Angel capital is one of the largest sources of capital for early stage start-ups in the US. Besides providing their own capital, angel investors are able to lend their expertise if they are investing in areas they are familiar with. This will vastly improve the odds of a start-up succeeding.

“Activating angel investors is a great opportunity to create a vibrant innovation ecosystem where the government doesn’t have to be the sole funder of the capital pipeline.” Au says, adding that tax incentives can increase angel investment funding in Singapore-based start-ups.

This is the same incentive mechanism being used to encourage charitable donations in Singapore today. Donors will enjoy a 250% tax deduction if they donate to charities that are approved Institutions of Public Character.

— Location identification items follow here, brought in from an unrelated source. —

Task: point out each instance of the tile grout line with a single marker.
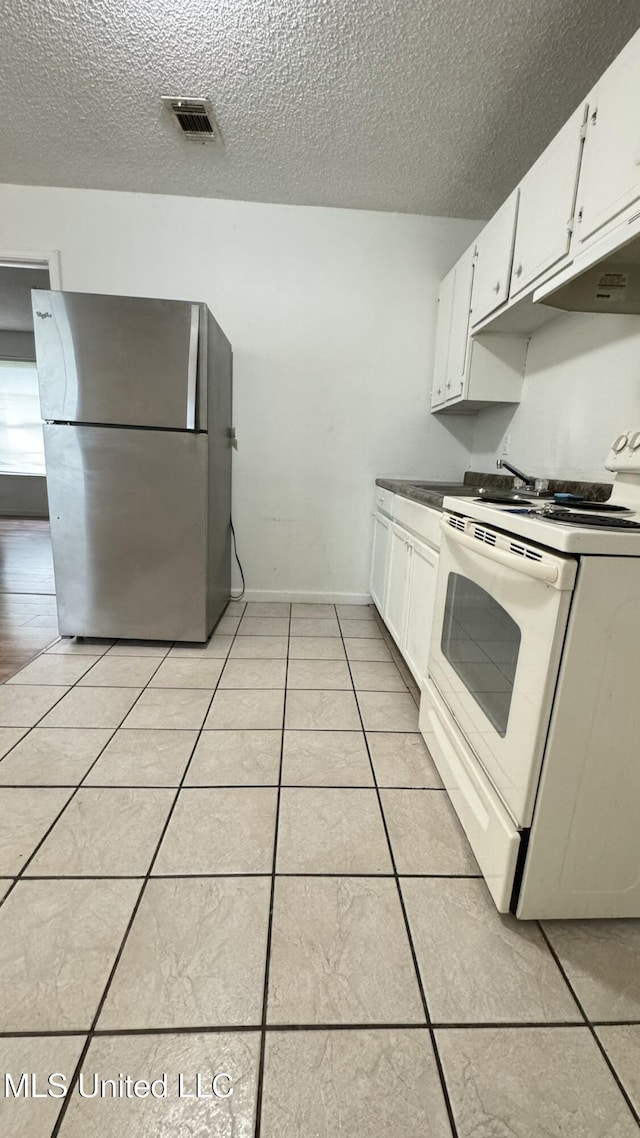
(260, 1081)
(421, 991)
(91, 1031)
(21, 875)
(293, 1028)
(588, 1023)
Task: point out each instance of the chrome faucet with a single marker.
(514, 470)
(533, 486)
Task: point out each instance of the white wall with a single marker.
(582, 387)
(331, 315)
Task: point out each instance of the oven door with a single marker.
(501, 610)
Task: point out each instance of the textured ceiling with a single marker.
(427, 106)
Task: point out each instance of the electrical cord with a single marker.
(239, 596)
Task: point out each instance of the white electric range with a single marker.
(532, 708)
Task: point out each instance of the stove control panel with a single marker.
(625, 452)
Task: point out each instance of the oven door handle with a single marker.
(538, 569)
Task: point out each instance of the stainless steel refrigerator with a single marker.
(136, 396)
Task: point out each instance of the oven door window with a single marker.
(481, 642)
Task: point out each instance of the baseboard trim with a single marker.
(263, 594)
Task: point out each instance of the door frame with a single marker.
(32, 258)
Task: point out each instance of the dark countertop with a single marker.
(434, 493)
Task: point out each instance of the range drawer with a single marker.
(489, 826)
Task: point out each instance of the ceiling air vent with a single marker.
(195, 118)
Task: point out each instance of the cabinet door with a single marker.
(379, 557)
(493, 264)
(610, 166)
(442, 332)
(398, 584)
(459, 330)
(420, 608)
(547, 205)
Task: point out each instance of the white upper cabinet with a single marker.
(442, 336)
(609, 180)
(493, 263)
(547, 206)
(452, 331)
(460, 318)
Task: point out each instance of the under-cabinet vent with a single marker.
(525, 551)
(195, 118)
(484, 535)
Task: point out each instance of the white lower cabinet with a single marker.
(403, 575)
(379, 557)
(419, 609)
(396, 593)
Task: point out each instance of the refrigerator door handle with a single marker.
(193, 367)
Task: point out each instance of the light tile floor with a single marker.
(239, 857)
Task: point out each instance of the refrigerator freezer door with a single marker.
(116, 360)
(128, 512)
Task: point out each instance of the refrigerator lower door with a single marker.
(128, 512)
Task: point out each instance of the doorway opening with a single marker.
(27, 596)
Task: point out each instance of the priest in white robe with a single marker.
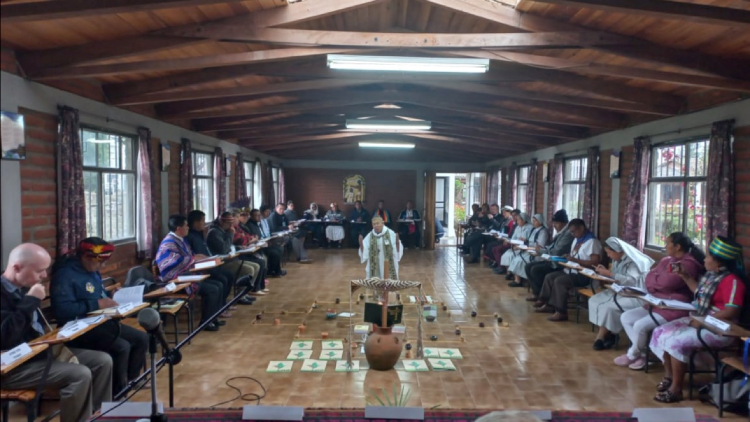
(380, 244)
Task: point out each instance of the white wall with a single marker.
(17, 92)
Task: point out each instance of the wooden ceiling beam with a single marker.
(72, 72)
(692, 12)
(135, 45)
(508, 16)
(314, 38)
(65, 9)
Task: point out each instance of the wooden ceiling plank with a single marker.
(299, 37)
(692, 12)
(508, 16)
(64, 9)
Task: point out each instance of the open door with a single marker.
(429, 210)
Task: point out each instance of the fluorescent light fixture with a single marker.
(385, 145)
(408, 64)
(388, 125)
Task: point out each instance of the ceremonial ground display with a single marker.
(383, 348)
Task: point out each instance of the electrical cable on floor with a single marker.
(240, 396)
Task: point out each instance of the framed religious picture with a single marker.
(13, 138)
(354, 189)
(165, 157)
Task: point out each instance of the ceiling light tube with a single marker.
(408, 64)
(385, 145)
(399, 125)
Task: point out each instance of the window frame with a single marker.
(685, 180)
(582, 181)
(527, 167)
(193, 176)
(100, 176)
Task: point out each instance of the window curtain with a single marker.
(492, 185)
(591, 190)
(282, 186)
(240, 188)
(220, 182)
(71, 215)
(147, 219)
(531, 188)
(186, 178)
(634, 226)
(555, 186)
(512, 184)
(257, 180)
(720, 181)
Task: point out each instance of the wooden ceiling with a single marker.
(255, 71)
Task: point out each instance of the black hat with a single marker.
(561, 216)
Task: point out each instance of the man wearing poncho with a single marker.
(380, 244)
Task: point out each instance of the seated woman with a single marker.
(522, 232)
(539, 236)
(721, 292)
(662, 283)
(629, 268)
(585, 251)
(335, 232)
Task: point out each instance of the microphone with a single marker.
(150, 321)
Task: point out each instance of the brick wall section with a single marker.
(38, 175)
(605, 195)
(325, 186)
(742, 189)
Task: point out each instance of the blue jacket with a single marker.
(74, 291)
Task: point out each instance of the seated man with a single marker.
(259, 226)
(83, 385)
(359, 218)
(174, 258)
(409, 222)
(585, 251)
(279, 221)
(76, 290)
(196, 238)
(221, 242)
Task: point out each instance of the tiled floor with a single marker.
(531, 364)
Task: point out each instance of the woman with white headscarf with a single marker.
(521, 232)
(629, 268)
(539, 236)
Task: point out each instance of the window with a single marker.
(275, 179)
(523, 187)
(677, 191)
(250, 182)
(109, 184)
(203, 183)
(574, 177)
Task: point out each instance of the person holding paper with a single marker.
(408, 228)
(586, 251)
(380, 244)
(560, 245)
(521, 233)
(359, 218)
(175, 258)
(721, 292)
(629, 268)
(83, 384)
(662, 283)
(538, 237)
(76, 289)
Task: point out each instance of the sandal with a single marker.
(667, 397)
(664, 385)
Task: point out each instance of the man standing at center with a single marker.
(380, 244)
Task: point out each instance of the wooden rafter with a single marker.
(692, 12)
(312, 38)
(507, 16)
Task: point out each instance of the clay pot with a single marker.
(382, 349)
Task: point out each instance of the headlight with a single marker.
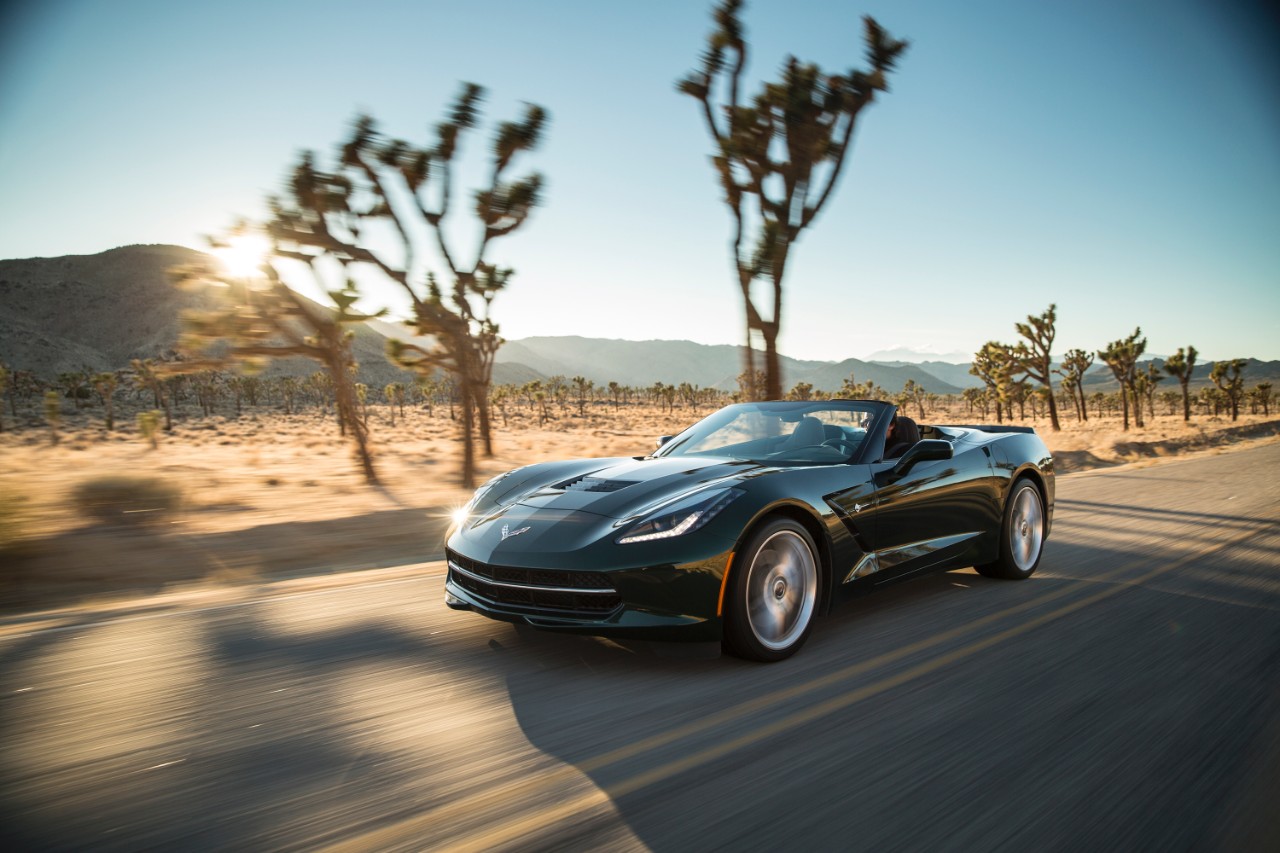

“Much like how tax incentives for donors empower our 'many helping hands' charitable sector to be responsive and diverse, similar levers for early-stage investing would catalyze the talent-spotting and mentorship required for us to remain an internationally competitive entrepreneurship hub,” Au says. “Silicon Valley’s high-velocity networks of angels and SPVs (special purpose vehicles) prove that private capital can absorb the initial high risks that ultimately catalyze job creation, accelerate productivity gains and stay ahead in the global innovation race.“

Antler’s Grimeland says the government may not even have to rely on capital to help grow local start-ups. Instead, they can step up themselves by becoming the first customers of companies that are being built in Singapore. For instance, government agencies can come together to issue a few problem statements that start-ups can use to develop products that they can then sell to the government.

“That’s what really creates momentum in the early days,” says Grimeland. “A product will never be perfect when it’s being launched and the only way to make a product perfect is to start working with your first few customers to make it perfect. Once you make it work for the first few customers, you can make it work for the next few customers and scale it all the way abroad.